Iconili has a total of 11 members on its roster, and so it’s no wonder its composition brings an abrasive pool of sounds (most notably Brazilian roots, jazz, and dusty rock and roll), that add up to a “tropical and psychedlic sound experience.” It’s hard not to attach some exoticism to the premise, but. luckily, the ensemble is far too busy at the mass-assembly of instruments to focus on tourism. The EP’s opening number, “O Rei de Tupunga,” displays the journey of the afrobeat as it merges into tropicalia. The track’s venture is sinister but has a familiar warmth to it–we are essentially confronted with the sound of every cop/crime TV show in syndication Eventually, this (implicit) recognition of the text becomes a pattern that’s not always savaged by nostalgia.

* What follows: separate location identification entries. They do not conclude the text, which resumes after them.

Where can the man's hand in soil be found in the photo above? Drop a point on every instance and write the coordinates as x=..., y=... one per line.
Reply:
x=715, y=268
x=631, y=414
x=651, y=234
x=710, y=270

You can denounce Iconili for not shooting for innovation, but you can’t hide the fact the music is gleeful and flawlessly orchestrated. Particularly in tracks like “Solar” and “Areia,” where the band interplays with restraint and exhibition. Tupi Novo Mundo sounds robust and is filled with polished noise, but there’s not a lot of actual movement in the long run. Like recently acclaimed albums by Chica Libre and Onda Tropica, this is a perfectly produced and perfectly wrapped album that’s flawed only by fixity. Iconili doesn’t make its flaws obvious though; a sense of ambiguity seems to follow them at every turn, and that’s a signifier of potentially better things to come.